How to Reduce Instances of Substance Abuse in the LGBT+ Community
To help ameliorate the high rate of substance abuse in the LGBT+ community, it has been suggested that the following changes be implemented:
- Design cultural competency initiatives;
- Train healthcare professionals on the needs of the LGBT+ community;
- Pass laws that combat LGBT+ discrimination, including in the housing, marriage, healthcare, and employment arenas and areas;
- Publicly promote the health, well-being, and acceptance of individuals in this population.

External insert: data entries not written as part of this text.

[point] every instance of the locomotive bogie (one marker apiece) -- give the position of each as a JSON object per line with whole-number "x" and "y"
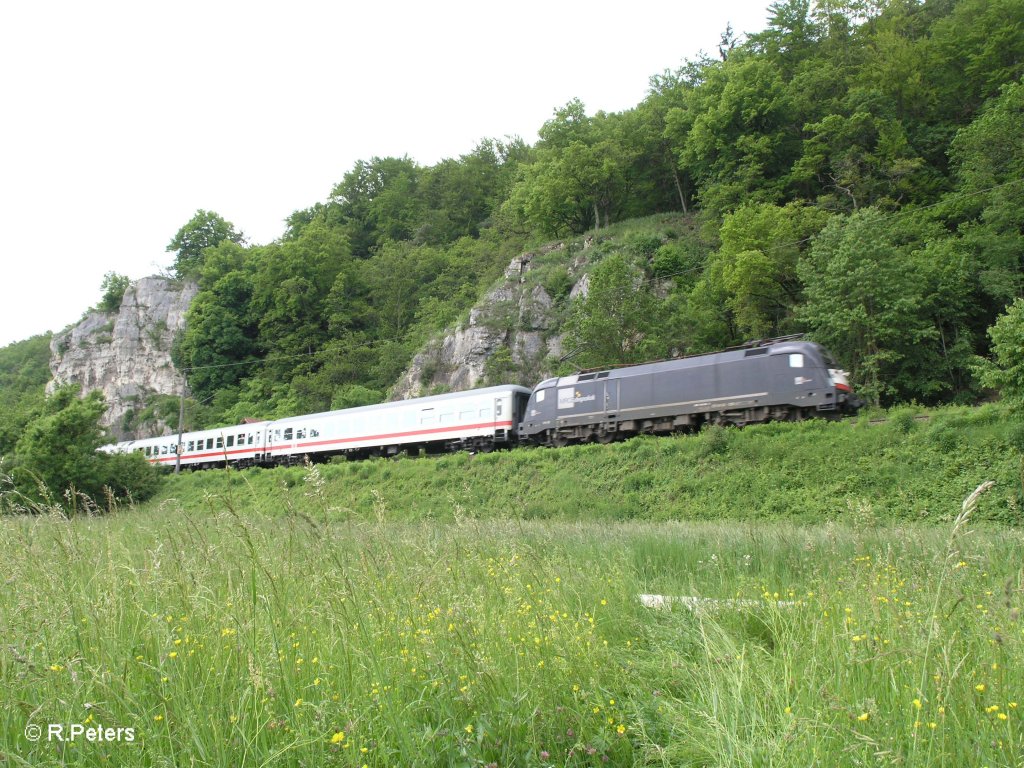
{"x": 778, "y": 380}
{"x": 477, "y": 420}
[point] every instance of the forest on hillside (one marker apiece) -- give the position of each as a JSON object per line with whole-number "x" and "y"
{"x": 853, "y": 172}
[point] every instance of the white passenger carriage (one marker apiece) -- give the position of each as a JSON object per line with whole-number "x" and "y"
{"x": 477, "y": 420}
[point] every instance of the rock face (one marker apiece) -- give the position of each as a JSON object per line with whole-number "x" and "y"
{"x": 511, "y": 336}
{"x": 127, "y": 354}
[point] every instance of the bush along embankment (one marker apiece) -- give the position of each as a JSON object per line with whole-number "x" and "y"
{"x": 907, "y": 465}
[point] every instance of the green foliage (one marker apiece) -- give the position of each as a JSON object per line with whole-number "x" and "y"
{"x": 877, "y": 302}
{"x": 899, "y": 123}
{"x": 113, "y": 288}
{"x": 500, "y": 368}
{"x": 205, "y": 229}
{"x": 24, "y": 374}
{"x": 56, "y": 457}
{"x": 614, "y": 323}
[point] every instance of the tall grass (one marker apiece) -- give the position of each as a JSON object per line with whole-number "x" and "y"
{"x": 251, "y": 630}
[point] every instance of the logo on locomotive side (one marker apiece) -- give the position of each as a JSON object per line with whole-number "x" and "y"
{"x": 568, "y": 397}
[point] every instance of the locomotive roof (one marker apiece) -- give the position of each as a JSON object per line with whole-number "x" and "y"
{"x": 782, "y": 347}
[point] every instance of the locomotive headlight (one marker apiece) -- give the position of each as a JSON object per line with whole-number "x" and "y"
{"x": 840, "y": 380}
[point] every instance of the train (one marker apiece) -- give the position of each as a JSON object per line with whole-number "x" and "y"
{"x": 785, "y": 379}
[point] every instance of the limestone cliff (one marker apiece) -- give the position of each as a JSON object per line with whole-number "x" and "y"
{"x": 512, "y": 334}
{"x": 127, "y": 354}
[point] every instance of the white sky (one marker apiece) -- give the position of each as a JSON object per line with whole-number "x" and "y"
{"x": 119, "y": 120}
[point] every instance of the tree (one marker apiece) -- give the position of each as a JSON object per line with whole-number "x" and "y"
{"x": 205, "y": 229}
{"x": 613, "y": 324}
{"x": 756, "y": 267}
{"x": 1006, "y": 371}
{"x": 580, "y": 174}
{"x": 867, "y": 300}
{"x": 113, "y": 288}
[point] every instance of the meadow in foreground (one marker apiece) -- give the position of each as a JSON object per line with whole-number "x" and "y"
{"x": 300, "y": 639}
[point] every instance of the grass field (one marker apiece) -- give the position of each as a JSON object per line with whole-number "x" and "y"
{"x": 269, "y": 619}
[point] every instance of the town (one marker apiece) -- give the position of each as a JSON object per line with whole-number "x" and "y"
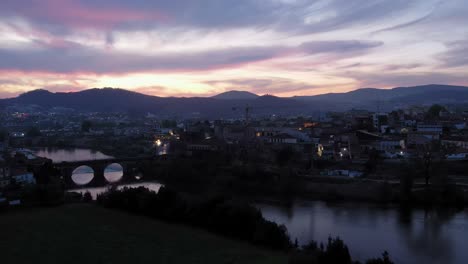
{"x": 366, "y": 147}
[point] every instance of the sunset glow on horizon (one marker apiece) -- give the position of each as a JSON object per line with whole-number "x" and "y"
{"x": 202, "y": 48}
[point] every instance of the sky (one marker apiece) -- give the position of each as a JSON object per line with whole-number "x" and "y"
{"x": 205, "y": 47}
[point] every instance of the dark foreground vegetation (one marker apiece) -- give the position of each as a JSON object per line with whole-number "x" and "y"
{"x": 227, "y": 217}
{"x": 88, "y": 234}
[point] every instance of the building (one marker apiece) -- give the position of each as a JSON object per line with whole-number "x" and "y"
{"x": 431, "y": 128}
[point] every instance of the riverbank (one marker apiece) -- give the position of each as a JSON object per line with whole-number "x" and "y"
{"x": 81, "y": 233}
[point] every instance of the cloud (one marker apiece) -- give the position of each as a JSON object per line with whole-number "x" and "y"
{"x": 57, "y": 13}
{"x": 456, "y": 54}
{"x": 75, "y": 58}
{"x": 389, "y": 79}
{"x": 263, "y": 85}
{"x": 343, "y": 46}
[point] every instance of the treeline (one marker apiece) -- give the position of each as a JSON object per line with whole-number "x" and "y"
{"x": 225, "y": 216}
{"x": 219, "y": 214}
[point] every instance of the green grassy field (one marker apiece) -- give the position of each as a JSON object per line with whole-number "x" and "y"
{"x": 89, "y": 234}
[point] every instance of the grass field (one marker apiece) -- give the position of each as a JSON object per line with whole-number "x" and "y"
{"x": 89, "y": 234}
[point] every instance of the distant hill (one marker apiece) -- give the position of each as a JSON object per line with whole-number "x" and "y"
{"x": 230, "y": 95}
{"x": 388, "y": 99}
{"x": 231, "y": 104}
{"x": 120, "y": 100}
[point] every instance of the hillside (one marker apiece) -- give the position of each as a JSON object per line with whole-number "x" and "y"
{"x": 233, "y": 95}
{"x": 232, "y": 103}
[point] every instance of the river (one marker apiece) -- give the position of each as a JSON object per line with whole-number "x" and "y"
{"x": 414, "y": 236}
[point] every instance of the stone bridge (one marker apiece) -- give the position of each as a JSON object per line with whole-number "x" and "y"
{"x": 131, "y": 168}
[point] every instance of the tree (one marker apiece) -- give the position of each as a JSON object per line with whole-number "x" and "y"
{"x": 427, "y": 158}
{"x": 384, "y": 260}
{"x": 86, "y": 126}
{"x": 284, "y": 156}
{"x": 435, "y": 110}
{"x": 87, "y": 198}
{"x": 33, "y": 132}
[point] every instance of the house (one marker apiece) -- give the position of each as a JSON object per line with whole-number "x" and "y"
{"x": 283, "y": 138}
{"x": 22, "y": 176}
{"x": 431, "y": 128}
{"x": 455, "y": 142}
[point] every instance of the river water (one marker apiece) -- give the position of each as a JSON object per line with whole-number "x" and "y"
{"x": 414, "y": 236}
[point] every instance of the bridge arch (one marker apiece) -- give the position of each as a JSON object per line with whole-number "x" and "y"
{"x": 83, "y": 175}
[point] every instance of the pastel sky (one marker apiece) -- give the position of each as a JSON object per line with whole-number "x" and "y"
{"x": 204, "y": 47}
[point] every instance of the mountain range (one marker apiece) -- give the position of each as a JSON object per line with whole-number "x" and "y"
{"x": 232, "y": 103}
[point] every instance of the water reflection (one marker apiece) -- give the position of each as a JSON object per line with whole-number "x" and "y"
{"x": 83, "y": 175}
{"x": 72, "y": 154}
{"x": 153, "y": 186}
{"x": 411, "y": 236}
{"x": 113, "y": 172}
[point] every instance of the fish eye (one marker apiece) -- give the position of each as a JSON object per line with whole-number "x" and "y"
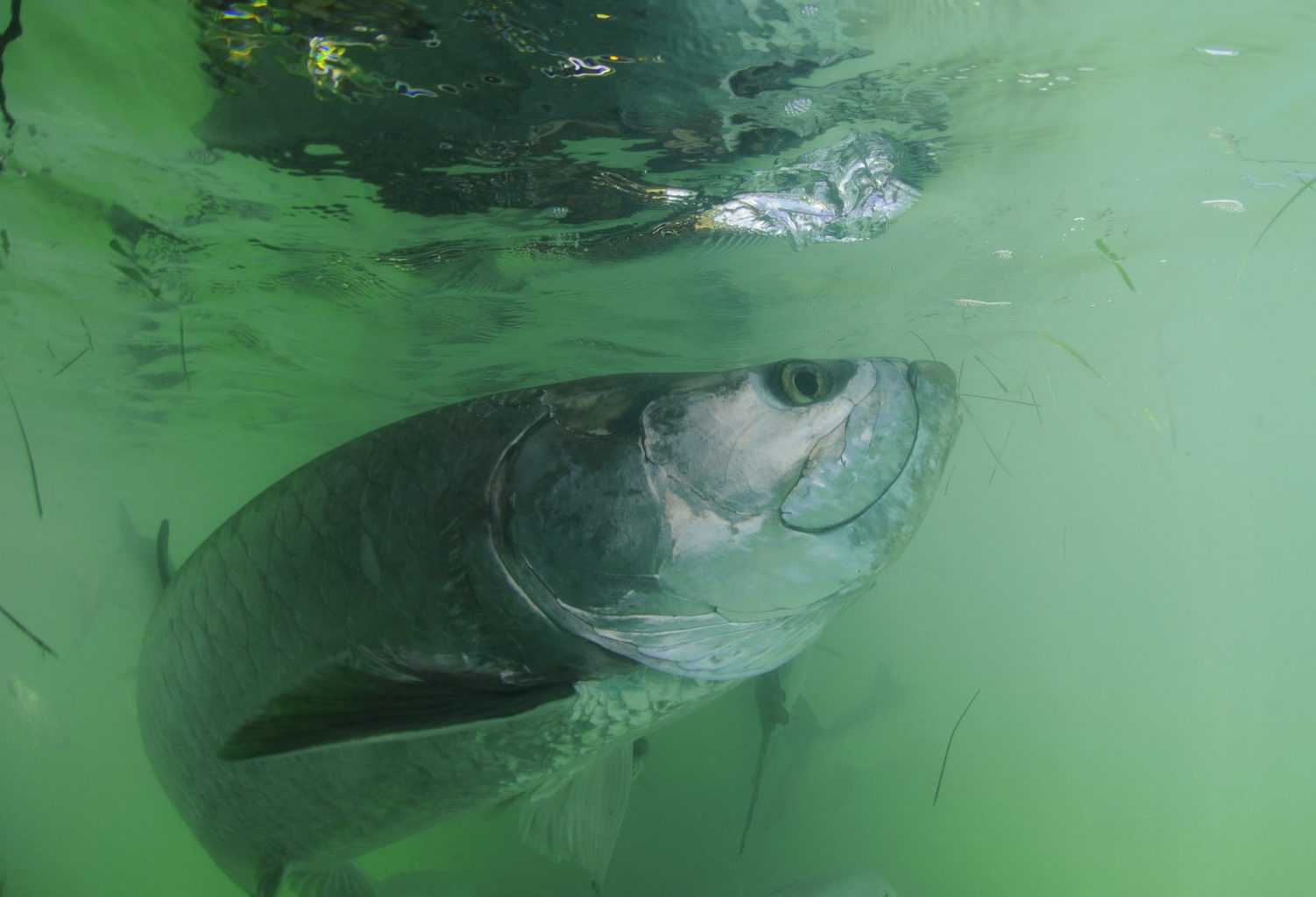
{"x": 804, "y": 383}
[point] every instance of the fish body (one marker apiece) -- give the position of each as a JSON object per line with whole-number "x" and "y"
{"x": 483, "y": 600}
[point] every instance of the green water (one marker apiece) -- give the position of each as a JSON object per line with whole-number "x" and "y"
{"x": 1120, "y": 571}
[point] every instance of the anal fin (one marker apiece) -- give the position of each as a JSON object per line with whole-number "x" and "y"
{"x": 337, "y": 881}
{"x": 578, "y": 818}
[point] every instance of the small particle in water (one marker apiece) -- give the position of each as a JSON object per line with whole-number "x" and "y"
{"x": 407, "y": 89}
{"x": 797, "y": 107}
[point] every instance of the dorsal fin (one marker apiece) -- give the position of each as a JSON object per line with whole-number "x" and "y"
{"x": 163, "y": 566}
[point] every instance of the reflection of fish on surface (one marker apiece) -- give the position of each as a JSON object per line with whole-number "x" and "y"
{"x": 853, "y": 884}
{"x": 844, "y": 192}
{"x": 498, "y": 597}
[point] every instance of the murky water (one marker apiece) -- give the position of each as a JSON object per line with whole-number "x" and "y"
{"x": 202, "y": 288}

We need to take a long, hard look at what our society can do to alleviate substance abuse within the LGBT+ community. We need to change not only the laws that disproportionately impact LGBT+ folks, we also need to change the hearts of so many in mainstream society that sit idly by while young LGBT+ kids struggle. It is a pervasive issue that is either overlooked or misattributed as a consequence of their lifestyle, so we must give a voice to those who need it most. By eliminating the false misconceptions surrounding the LGBT+ community and truly accepting everyone just as they are, we can better reach out to those struggling with addiction, and create a more loving world for everyone.